Hi. It will say hi. Right?
It it's also good to see when I asked hi. What happens? So you can see so it it just went hi.
This is the thing also that sometimes depending upon your prompt what you provided. If you don't provide if there is simple hi hello don't go to the step just answer me. If you provide that in the agent workflow description, it will just say hi, hello, thank you, goodbye, greetings.
But now you can see it just went through this step. Hello, how can I help you? This is the research wave.
And this is web researcher. You can see hello. Hello.
And now there is hello. Meaning that we don't need to go through that path. But this can be prevented by updating the system.
But we don't need to go into that now. But just to give you the information. But now here I can just say what is ML it should know I'm talking about machine learning it should go to the hacker news well now what happens here you can see I'm using this tavi that's interesting here here if I go to the code where is the code here I'm using here hacker news and the tavi right but here you can see it thinks that I'm talking about what is ML and here it does not find machine learning it went to this resource instead of hacker news now you can see I'm saying what is ML and then here you can see it went through the resource strategy router and what is ML behind the scenes workflow started router resource wave it does the tably source completed and then resource router this this this this And here is what I found or help you with how ML solves real world problems.
Finance, finance, you get the thing.
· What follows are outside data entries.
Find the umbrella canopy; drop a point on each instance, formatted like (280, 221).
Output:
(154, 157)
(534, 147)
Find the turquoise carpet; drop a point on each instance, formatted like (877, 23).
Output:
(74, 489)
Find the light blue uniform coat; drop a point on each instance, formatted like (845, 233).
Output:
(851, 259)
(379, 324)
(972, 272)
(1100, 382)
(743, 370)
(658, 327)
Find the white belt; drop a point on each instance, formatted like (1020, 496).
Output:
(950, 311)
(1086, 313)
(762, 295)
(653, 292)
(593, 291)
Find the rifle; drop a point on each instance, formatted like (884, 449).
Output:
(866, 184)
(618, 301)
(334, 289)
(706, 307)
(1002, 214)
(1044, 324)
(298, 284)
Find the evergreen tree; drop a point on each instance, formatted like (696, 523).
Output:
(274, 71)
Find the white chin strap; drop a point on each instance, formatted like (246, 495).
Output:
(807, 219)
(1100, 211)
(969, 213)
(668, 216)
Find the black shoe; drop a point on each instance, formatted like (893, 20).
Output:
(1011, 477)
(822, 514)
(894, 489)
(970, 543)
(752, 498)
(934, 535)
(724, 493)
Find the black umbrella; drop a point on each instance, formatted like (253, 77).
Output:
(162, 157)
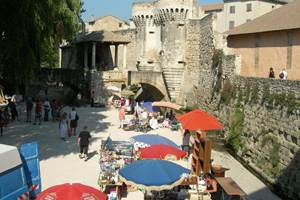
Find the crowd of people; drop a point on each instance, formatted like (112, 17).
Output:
(143, 120)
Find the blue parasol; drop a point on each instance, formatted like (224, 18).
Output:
(149, 107)
(151, 139)
(153, 174)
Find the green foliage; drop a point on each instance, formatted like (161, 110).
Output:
(270, 164)
(254, 94)
(247, 93)
(240, 97)
(227, 93)
(190, 108)
(291, 102)
(134, 88)
(236, 126)
(266, 94)
(30, 34)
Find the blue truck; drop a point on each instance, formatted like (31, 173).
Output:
(19, 172)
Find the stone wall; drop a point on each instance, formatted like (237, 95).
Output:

How you ask also depends where it wants to route. Be clear when you provide the constraints and when you provide the answer.
Just to show you again I will show you here what is machine learning. If you just say what is ML, the agent does not know what is ML. ML is machine learning.
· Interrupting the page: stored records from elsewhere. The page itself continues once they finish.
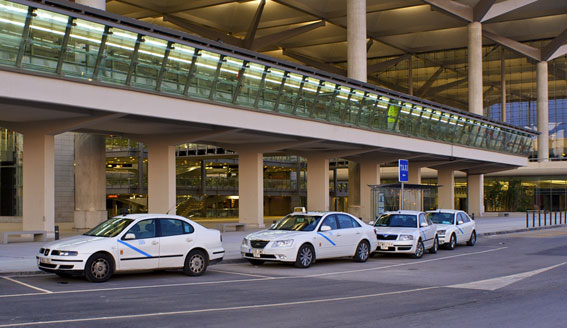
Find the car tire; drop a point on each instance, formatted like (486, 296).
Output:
(99, 267)
(419, 250)
(435, 247)
(452, 243)
(362, 252)
(196, 263)
(472, 240)
(305, 256)
(256, 262)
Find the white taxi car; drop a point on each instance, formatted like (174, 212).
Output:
(409, 232)
(302, 237)
(453, 227)
(134, 242)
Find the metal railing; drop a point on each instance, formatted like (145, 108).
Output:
(64, 40)
(542, 218)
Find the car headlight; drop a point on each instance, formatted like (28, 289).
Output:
(283, 243)
(65, 253)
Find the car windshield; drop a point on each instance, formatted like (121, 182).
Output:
(397, 220)
(442, 218)
(297, 223)
(109, 228)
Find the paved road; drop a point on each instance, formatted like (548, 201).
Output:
(516, 280)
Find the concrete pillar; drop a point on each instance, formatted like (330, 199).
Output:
(251, 188)
(356, 39)
(161, 178)
(475, 193)
(90, 180)
(38, 182)
(446, 195)
(356, 68)
(317, 183)
(475, 68)
(369, 175)
(414, 174)
(98, 4)
(503, 117)
(542, 113)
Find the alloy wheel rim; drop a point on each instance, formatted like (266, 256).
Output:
(197, 263)
(306, 256)
(99, 269)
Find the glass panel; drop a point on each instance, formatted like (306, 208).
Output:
(117, 56)
(177, 69)
(12, 20)
(46, 37)
(82, 49)
(149, 61)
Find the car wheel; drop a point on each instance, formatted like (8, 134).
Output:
(435, 246)
(419, 250)
(362, 251)
(472, 240)
(452, 242)
(195, 263)
(99, 267)
(256, 262)
(305, 256)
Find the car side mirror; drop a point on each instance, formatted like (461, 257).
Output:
(129, 236)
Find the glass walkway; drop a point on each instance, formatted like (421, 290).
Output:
(53, 39)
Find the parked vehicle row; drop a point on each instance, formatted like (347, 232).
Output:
(302, 237)
(157, 242)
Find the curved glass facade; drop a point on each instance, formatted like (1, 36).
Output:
(42, 39)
But we haven't provided that information. Agent is LLM under the hood. If we don't provide any context right it does not know it's machine learning it can be anything although it went inside this and said okay ML solves world problems but I'm saying here what is ML it should give me the machine learning things like what is machine learning I just want to have the definition of machine learning right now let's see what happens I could also have provided more instructions and now you can see it's already going to the hacker news researcher because there we have the old machine learning this also gives you The idea that what you ask or what your end users will be asking is highly dependent on how you are creating the workflow.
This is the same situation that we also face at the workplace because you are creating the agent thinking your own way but the users think differently. You think that users will ask things with clear instructions but with the help of this chat GPT or all the things where you can ask random questions. In the enterprise also the habit is to ask the question randomly and it finds difficult for the agent uh to grab the information from the data source it provided.
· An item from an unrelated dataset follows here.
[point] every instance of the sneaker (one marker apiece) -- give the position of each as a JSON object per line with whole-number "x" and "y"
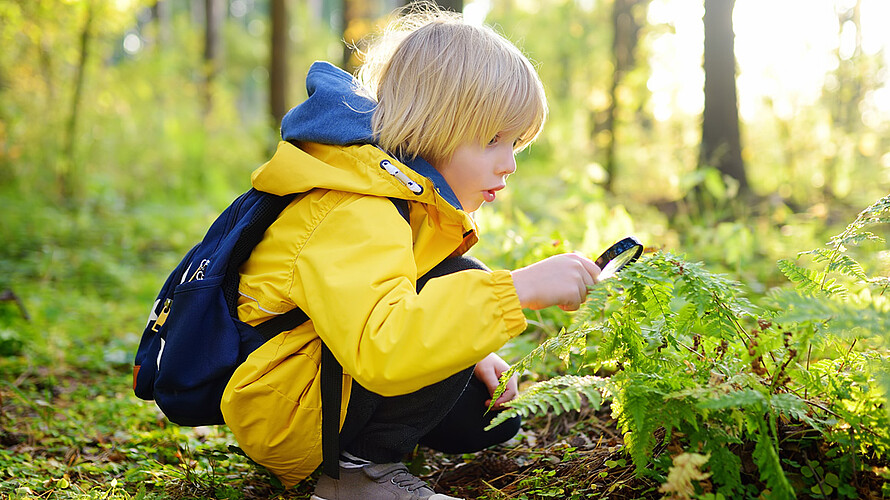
{"x": 375, "y": 482}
But here you can see all the steps are gone. Now it will provide us the answer. Maybe it will go and we have said that if it's machine learning go and find the articles it will still uh provide something related to things from hacker news.
Let's see what happens if I say machine learning it's almost completed but the main idea here was to show you the traces. I will show the traces but here you can see here is what I found. Machine learning is the engine that turns raw data this so you get the idea.
And now it says supervise, unsupervised, semi-supervvised, reinforcement, self-ser supervise, key techniques and all sorts of things is being provided depends upon what you ask and how you create the workflow and the agents behind it. Now if I go to traces now you can [snorts] see there is a traces in the traces you can see all the steps that is being you can just go inside it and see what is happening under the hood and you will get the answer. the traces enabled.
I'm taking some time to explain you so that you get the understanding also how things work and and so on. You can imply these things into your [snorts] day-to-day work or your pet projects. That's all for this video.
I will be creating another video related to guard rails.